Tanta desidia en la lucha contra la corrupción pública, es una de las causas principales del advenimiento de Podemos. Partido nacido (nadie lo olvide) de esa pasión del alma que mueve a indignación y enojo llamada ‘ira’; la misma -decía Luis Vives- que “muda la naturaleza del hombre en una fiera espantosa”.
PP y PSOE han entendido durante demasiado tiempo y de forma equivocada que el pueblo español aguanta todo de los políticos (un eco ancestral del caciquismo histórico). Y eso ya no es así. Por lo que vaticinamos, como dice nuestro titular, que ambos arderán juntos en la revancha social contra la corrupción, más pronto que tarde.
Un aforismo turco advierte: “Huye siempre de la ira del hombre tranquilo y de las coces de los animales dóciles”. Schiller, empeñado en la educación estética del hombre, lo escribió de forma más poética: “El mismo buey de labor -ese dulce compañero del hombre que con tanta docilidad doblega el cuello a su yugo- lanza con su potente cuerno al enemigo que le excita hasta las nubes”.

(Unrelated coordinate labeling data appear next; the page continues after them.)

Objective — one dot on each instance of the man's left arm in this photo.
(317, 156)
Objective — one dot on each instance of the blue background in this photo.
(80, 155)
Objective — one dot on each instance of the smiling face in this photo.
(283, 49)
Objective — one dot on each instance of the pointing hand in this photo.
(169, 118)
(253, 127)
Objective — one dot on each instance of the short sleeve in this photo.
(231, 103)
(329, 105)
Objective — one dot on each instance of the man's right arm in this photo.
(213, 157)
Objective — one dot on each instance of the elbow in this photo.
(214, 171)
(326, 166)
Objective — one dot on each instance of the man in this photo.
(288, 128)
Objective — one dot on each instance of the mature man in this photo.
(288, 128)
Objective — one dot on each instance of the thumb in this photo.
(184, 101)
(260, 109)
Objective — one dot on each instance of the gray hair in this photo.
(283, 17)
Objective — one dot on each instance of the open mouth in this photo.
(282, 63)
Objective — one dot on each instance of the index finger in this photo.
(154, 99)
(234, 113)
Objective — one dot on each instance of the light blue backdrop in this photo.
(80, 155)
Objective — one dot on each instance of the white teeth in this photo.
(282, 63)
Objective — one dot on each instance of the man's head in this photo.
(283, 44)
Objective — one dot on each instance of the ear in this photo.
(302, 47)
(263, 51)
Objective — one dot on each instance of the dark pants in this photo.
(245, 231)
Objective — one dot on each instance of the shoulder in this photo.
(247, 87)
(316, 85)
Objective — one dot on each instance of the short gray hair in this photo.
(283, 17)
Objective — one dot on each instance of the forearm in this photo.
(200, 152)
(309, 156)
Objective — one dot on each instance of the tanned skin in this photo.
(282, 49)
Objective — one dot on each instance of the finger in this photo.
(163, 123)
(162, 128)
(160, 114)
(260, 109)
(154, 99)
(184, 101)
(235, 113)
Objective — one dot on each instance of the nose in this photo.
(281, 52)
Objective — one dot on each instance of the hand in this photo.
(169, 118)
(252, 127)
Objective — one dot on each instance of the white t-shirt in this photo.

Tal vez PP y PSOE han olvidado que la venganza -que no es cosa plausible pero existe- trabaja siempre en silencio y que, en ella, el débil es siempre el más feroz. Uno de nuestros cinco premios Nobel de Literatura, Jacinto Benavente, atado en su extensa obra teatral a una realidad poco utópica y elevada de la vida española (una de sus obras más reconocida fue ‘Los intereses creados’), advirtió que “la comida más sabrosa de las fieras es el domador”.
Homero decía que la venganza es más dulce que la miel. Quizás por eso se la define como un auténtico manjar y se sostiene que gana cuando se come en frio y no en caliente. Veremos si en las próximas elecciones ya está a la temperatura adecuada.